William Ruto edges ahead in Kenya’s presidential race

Partial official results show the deputy president slightly ahead in the vote for Kenya’s presidency.

A views shows posters of Kenya's Deputy President William Ruto and presidential candidate for the United Democratic Alliance (UDA) and Kenya Kwanza political coalition
Posters of Kenya's Deputy President William Ruto and presidential candidate for the United Democratic Alliance (UDA) and Kenya Kwanza political coalition [File: Baz Ratner/Reuters]

Deputy President William Ruto edged ahead of his main rival Raila Odinga in Kenya’s presidential election as the country remained on tenterhooks for the final election outcome.

Ruto scored 51.25 percent of the vote on Sunday, reversing earlier gains for Odinga, who had 48.09 percent, according to figures from the Independent Electoral and Boundaries Commission (IEBC), which tallied results from nearly 50 percent of constituencies.

The election, which was held on Tuesday, is being closely watched as a test of stability in Kenya, which is one of East Africa’s wealthiest nations and its most vibrant democracy.

Past votes in the country have been marred by rigging and deadly violence.

The electoral commission has until Tuesday to declare a winner. The winning candidate must receive 50 percent of the national vote plus one, and at least 25 percent of the vote from 24 of 47 counties.

With the race so close, observers say an appeal to the Supreme Court by the losing candidate is almost certain, meaning it could be many weeks before a new president takes office.

In western Kenya, residents said they were tired of waiting for results, but stressed they were also sapped from the turbulence of the past.

“We aren’t ready for any violence here,” said Ezekiel Kibet, 40, who said he would accept the results if the process is transparent. “We are thinking of how our kids will go back to school.”

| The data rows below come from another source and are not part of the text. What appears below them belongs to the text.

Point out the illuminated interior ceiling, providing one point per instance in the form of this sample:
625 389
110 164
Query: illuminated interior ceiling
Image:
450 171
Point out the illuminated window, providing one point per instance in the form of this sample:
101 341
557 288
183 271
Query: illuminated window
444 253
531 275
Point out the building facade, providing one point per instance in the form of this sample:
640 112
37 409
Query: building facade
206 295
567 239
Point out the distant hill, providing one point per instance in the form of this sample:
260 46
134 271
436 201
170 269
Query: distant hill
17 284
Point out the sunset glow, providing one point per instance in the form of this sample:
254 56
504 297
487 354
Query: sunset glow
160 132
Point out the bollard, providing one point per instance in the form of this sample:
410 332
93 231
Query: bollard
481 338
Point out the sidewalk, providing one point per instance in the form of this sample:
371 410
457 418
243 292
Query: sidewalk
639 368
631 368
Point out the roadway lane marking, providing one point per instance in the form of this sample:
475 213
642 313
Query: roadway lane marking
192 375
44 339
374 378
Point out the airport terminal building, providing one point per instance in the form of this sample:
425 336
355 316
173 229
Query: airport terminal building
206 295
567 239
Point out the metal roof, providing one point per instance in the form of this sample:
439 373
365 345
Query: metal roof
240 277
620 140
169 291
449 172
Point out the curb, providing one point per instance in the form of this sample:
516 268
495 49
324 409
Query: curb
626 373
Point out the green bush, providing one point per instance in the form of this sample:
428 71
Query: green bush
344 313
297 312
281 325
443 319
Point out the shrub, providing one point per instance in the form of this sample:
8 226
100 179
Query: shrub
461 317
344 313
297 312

“Let whoever will win rule us,” added Daniel Arap Chepkwony, 63. “Many people think that we here will come out with our weapons, but we will not.”

Voting at a glance

‘Scene of a crime’

Odinga and Ruto are in a tight race to succeed President Uhuru Kenyatta, who has reached his two-term limit. Kenyatta has endorsed Odinga after falling out with Ruto following the last election.

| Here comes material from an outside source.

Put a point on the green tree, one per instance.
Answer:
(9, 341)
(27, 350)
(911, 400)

Riot police responded to scuffles late Saturday at the national tallying centre amid tensions over the close results. An agent for Odinga announced from the lectern the tallying centre was the “scene of a crime” before calm was restored.

The agent, Saitabao Ole Kanchory, offered no evidence in the latest example of the unverified claims that both top campaigns have made as Kenya waits for official results.

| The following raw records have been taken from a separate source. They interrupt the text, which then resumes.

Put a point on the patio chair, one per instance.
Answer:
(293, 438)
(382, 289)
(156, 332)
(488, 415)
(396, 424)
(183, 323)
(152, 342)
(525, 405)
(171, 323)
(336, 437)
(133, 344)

Police remained at the centre on Sunday.

“We must all avoid raising tensions that could easily trigger violence,” local human rights groups and professional associations said in a joint statement, urging restraint from candidates and their supporters.

Official vote tallying has been proceeding slowly, heightening public anxiety.

IEBC Chairman Wafula Chebukati blamed party agents, who are allowed to scrutinise result forms before they are added to the final tally.

“Agents in this exercise cannot proceed … as if we are doing a forensic audit,” he told a news briefing on Friday. “We are not moving as fast as we should. This exercise needs to be concluded as soon as possible.”

Representatives from Odinga and Ruto’s coalitions did not immediately respond to requests for comment.

Both frontrunners have pledged to ensure calm after the outcome is known, with Kenyans still haunted by the deadly violence that followed the 2017 and 2007 polls.

More than 1,200 people were killed after the disputed 2007 elections and more than 100 were killed after the 2017 elections.

In a bid to be transparent, the election commission – which faced stinging criticism over its management of the annulled August 2017 polls – has been uploading documents to its website showing results from each polling station.

Turnout dipped sharply in this election, to 65 percent, as some Kenyans expressed weariness with seeing long-familiar political leaders on the ballot and frustration with economic issues including widespread corruption and rising prices.